For sophisticated authoring and publishing, document validation is a must have. This ensures quality control during manual authoring and also during automated publishing.
During authoring the XML editor tool itself “enforces” validity by allowing only valid operation in a certain context. For example it only allows inserting those elements what the structure allows in that context. Using the example above, we’re only allowed to insert one form-group element under an entry and sense-group(s) must come after form-group.
Validation is not only important during human interaction, but also during automated processing or on data exchange interfaces a schema is a certain “contract” ensures data/content quality.
The next sections show the most typical validation types (XML Schemas).

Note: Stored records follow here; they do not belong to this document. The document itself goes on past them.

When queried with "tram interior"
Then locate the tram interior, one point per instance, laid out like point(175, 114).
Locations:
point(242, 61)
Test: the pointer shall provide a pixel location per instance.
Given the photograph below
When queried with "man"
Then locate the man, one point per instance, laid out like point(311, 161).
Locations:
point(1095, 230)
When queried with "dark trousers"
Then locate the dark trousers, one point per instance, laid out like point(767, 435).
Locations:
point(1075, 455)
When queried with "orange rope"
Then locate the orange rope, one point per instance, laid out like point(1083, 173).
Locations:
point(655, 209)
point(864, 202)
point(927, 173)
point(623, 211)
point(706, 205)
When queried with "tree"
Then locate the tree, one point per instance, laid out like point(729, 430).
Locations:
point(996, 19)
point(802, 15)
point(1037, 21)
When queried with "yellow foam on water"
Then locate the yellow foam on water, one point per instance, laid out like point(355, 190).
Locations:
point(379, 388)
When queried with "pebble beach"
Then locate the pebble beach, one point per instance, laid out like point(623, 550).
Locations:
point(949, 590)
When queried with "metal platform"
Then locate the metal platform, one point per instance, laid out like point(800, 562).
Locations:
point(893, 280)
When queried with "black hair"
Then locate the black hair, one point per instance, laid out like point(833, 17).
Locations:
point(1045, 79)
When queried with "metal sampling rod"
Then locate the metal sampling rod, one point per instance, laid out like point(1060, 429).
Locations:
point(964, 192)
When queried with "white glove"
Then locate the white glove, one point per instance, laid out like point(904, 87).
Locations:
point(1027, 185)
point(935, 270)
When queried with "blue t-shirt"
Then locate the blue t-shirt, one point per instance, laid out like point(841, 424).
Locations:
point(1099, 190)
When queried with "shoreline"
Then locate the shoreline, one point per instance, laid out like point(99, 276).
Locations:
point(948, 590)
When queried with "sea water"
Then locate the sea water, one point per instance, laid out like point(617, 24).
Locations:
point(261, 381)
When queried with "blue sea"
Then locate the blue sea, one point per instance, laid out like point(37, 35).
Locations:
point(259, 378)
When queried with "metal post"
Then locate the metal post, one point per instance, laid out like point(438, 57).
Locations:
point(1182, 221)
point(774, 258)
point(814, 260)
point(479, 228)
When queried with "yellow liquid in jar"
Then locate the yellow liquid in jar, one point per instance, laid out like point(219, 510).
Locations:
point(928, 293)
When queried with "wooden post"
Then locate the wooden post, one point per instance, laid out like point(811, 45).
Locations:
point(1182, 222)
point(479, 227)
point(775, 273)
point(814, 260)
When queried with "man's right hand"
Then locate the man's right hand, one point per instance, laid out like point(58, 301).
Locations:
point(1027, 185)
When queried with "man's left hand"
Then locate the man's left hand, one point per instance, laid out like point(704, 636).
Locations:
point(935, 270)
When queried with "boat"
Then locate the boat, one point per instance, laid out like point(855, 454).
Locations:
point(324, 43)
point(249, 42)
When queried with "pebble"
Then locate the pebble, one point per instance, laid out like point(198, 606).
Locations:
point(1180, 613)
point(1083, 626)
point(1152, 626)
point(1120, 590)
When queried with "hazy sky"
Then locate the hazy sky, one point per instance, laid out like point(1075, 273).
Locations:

Document Type Definition (DTD)
This is pretty old, designed for SGML (XML’s predecessor), but it’s still fine for text only documents (without embedded data) to control the structure. Some legacy tools only support this, while new ones might lack of supporting it.
W3C XML Schema / RELAX NG
These go a big step further. They are more flexible concerning the structure definition, but most importantly they define data types and also data patterns. So if you store data in XML, schemas are much better than DTD, since you can control if the field value is an integer, date type.. etc.
Schematron can be used in combination with the previously mentioned schemas. Beyond structure and data type validation it can check complex business rules by defining asserts with the help of XPath. It’s a very powerful approach.